J’ai le sentiment d’avoir un rôle à jouer. Je ne suis pas seulement un joueur de rugby, car ce serait sous-estimer l’impact humain. Si je peux avoir un impact positif sur une ou deux personnes dans mon entourage pendant le temps dont je dispose, c’est ça notre travail en tant qu’humain. Oui, le fait d’être payé et d’aimer faire ce travail est un objectif supplémentaire. Mais l’objectif le plus profond, j’aime essayer de le trouver et de donner un véritable sens à ce sport extrêmement médiatisé que nous pratiquons et aux émotions qu’il suscite.
Ce serait triste pour moi d’arriver à la fin de ma carrière et de réaliser que je ne me suis impliqué que superficiellement, que je n’ai jamais pu vraiment m’investir, me connecter, aider les gens et développer des relations. C’est une opportunité que nous manquons souvent. C’est un privilège unique que nous avons dans un environnement d’équipe. Il n’y a rien de comparable. »
Les messages de haine continuent d’envahir la boîte de réception de Kockott, comme c’est souvent le cas pour les personnalités les plus clivantes du rugby. Pensez à Owen Farrell. Kockott n’a jamais dénoncé ses agresseurs, que ce soit auprès du club ou de la police.
“Absolument pas. Vous savez ce que je pense ? Je ne contrôle pas le monde dans lequel nous vivons. Les gens récolteront ce qu’ils méritent et auront la monnaie de leur pièce. Nous sommes le résultat de nos actions. Les personnes qui envoient des messages de haine récolteront ce qu’elles ont semé tôt ou tard. Je ne me laisse vraiment pas impressionner. C’est tellement typique du supporter bête et méchant qui n’a rien compris au sens de sa propre vie.
Je n’ai jamais vraiment pensé à ce que les gens devraient penser de moi. C’est leur problème. Ils vont gaspiller plus d’énergie à décider qui je devrais être et ce que je devrais faire. Le public hostile aura toujours un truc à dire et passera tout aussi vite à autre chose. »
Il y a un moment de la finale du Top 14 2013 qui illustre parfaitement Kockott dans toute sa splendeur brillante et combative. Le match est à égalité dans la dernière minute de la première mi-temps et Freddie Michalak commet une faute en laissant échapper le ballon dans ses propres 22, offrant ainsi une mêlée à Castres. Bernard Laporte, le patron de Toulon à ce moment-là, est déjà dans le tunnel.

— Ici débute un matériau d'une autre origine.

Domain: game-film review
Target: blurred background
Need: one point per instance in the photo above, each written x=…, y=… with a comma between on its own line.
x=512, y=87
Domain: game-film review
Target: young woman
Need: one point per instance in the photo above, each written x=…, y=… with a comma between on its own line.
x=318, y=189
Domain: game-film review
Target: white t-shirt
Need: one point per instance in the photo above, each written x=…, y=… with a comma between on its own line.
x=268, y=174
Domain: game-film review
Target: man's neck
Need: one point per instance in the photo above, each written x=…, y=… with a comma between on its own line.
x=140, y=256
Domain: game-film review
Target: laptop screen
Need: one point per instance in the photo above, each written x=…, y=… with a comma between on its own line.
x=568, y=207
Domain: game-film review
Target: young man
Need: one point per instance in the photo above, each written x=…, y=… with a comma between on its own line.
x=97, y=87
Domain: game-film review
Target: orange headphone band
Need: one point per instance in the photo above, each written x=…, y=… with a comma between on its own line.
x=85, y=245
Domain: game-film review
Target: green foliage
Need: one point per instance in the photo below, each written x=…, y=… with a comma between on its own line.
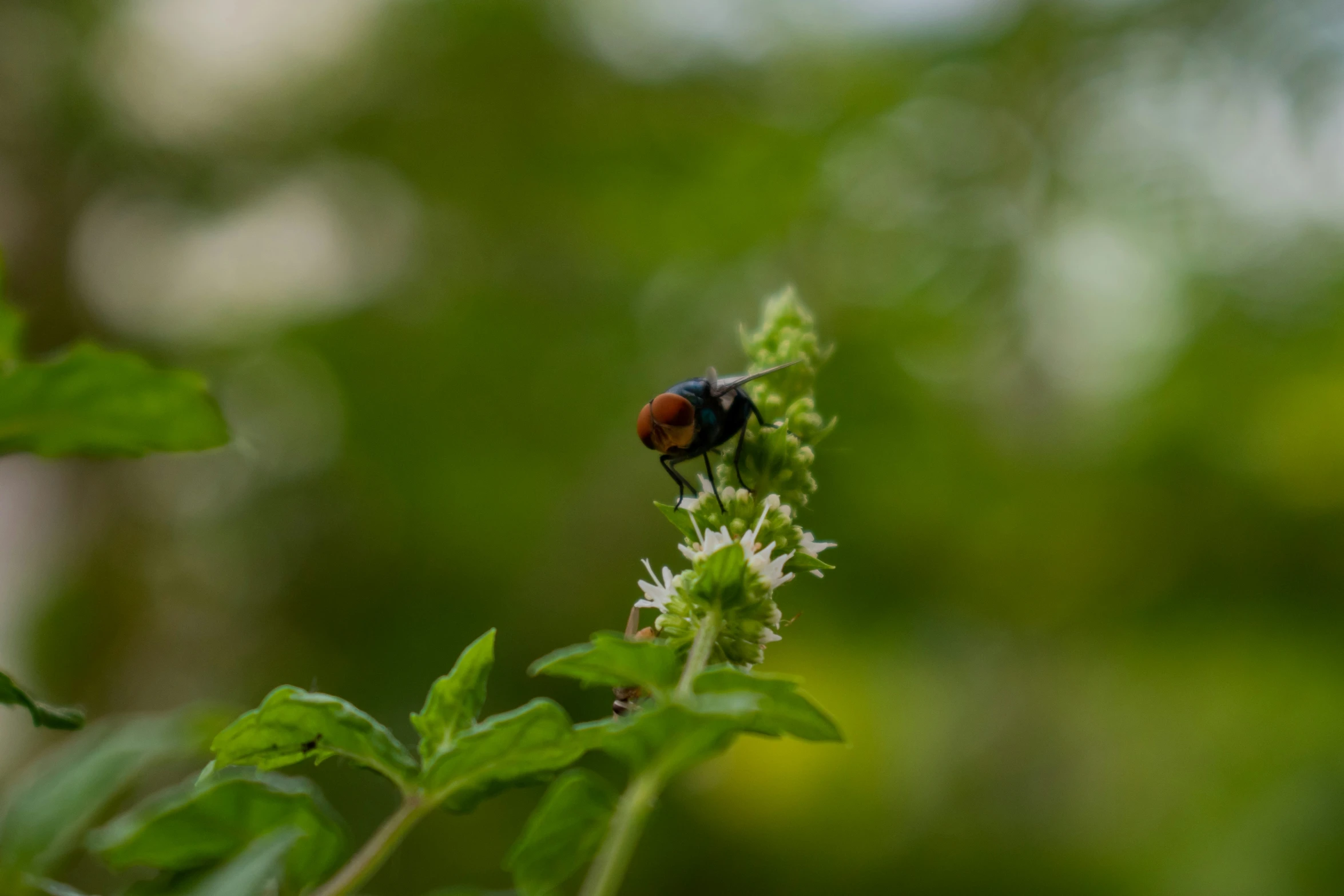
x=741, y=547
x=563, y=832
x=611, y=660
x=62, y=795
x=782, y=707
x=293, y=724
x=679, y=517
x=92, y=402
x=674, y=736
x=198, y=825
x=510, y=750
x=43, y=715
x=255, y=871
x=455, y=700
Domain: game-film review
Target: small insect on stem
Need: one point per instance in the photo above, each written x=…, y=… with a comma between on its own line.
x=697, y=417
x=628, y=696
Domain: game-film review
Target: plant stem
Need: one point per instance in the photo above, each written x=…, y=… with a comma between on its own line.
x=608, y=870
x=379, y=847
x=701, y=651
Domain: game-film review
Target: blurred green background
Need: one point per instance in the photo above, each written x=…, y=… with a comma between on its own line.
x=1082, y=266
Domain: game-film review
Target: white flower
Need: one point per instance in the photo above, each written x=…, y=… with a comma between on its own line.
x=809, y=544
x=770, y=571
x=706, y=541
x=658, y=595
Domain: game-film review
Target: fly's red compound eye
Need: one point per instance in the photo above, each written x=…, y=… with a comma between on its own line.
x=673, y=410
x=644, y=426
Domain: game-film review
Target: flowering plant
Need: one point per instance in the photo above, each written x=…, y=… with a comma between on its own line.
x=687, y=688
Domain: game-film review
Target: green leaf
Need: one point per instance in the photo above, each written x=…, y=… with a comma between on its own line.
x=782, y=710
x=563, y=833
x=455, y=700
x=801, y=560
x=43, y=715
x=293, y=724
x=51, y=887
x=681, y=519
x=71, y=786
x=190, y=827
x=253, y=871
x=721, y=581
x=674, y=736
x=613, y=662
x=510, y=750
x=97, y=403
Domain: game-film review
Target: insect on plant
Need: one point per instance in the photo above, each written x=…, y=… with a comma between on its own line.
x=698, y=416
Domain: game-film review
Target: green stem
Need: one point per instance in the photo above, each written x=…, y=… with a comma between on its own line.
x=608, y=870
x=379, y=847
x=701, y=651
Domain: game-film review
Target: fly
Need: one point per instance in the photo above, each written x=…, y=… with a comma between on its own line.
x=697, y=417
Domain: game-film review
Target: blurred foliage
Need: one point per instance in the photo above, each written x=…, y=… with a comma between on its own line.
x=1081, y=265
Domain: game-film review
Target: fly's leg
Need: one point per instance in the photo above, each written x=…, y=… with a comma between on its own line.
x=713, y=484
x=677, y=477
x=737, y=455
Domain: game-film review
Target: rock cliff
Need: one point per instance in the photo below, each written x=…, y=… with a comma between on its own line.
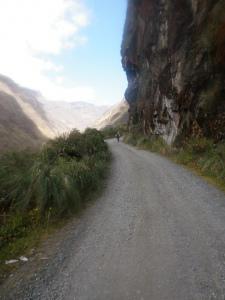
x=173, y=52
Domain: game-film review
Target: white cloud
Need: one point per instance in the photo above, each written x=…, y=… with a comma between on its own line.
x=32, y=32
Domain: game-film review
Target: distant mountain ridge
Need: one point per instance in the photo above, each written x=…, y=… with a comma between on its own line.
x=116, y=115
x=28, y=120
x=64, y=116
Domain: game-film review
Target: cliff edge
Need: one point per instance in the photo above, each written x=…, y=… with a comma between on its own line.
x=173, y=53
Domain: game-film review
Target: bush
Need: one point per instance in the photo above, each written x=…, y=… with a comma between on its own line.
x=58, y=178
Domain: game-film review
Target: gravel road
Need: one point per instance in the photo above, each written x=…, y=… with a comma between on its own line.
x=157, y=232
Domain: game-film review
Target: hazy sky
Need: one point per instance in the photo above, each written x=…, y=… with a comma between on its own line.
x=67, y=49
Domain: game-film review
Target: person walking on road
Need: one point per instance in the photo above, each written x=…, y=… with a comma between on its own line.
x=118, y=136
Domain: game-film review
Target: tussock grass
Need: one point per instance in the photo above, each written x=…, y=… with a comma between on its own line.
x=37, y=189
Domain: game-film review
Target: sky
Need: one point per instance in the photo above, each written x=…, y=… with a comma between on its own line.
x=69, y=50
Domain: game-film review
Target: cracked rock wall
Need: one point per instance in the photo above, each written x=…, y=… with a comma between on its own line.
x=173, y=53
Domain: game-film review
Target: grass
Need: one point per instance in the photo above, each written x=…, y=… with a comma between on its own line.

Mais voilà Kockott qui chambre Michalak d’une tape sur la tête, déclenchant une réaction immédiate de son adversaire et un avertissement de Jérôme Garcès. On le voit sur l’action suivante, souriant lors de la conquête, tandis que Michalak rumine, immobile. Quelques secondes plus tard, anticipant une tentative de drop-goal, Michalak mène un groupe de défenseurs. Kockott feinte et s’enfonce sous les poteaux toulonnais. Il embrasse le ballon et le brandit vers le ciel. Castres remporte le Bouclier de Brennus. Kockott a gagné son duel.
Un joueur de rugby. Un compétiteur prodigieux et stratégique. Une force à avoir de son côté. Mais bien plus que cela.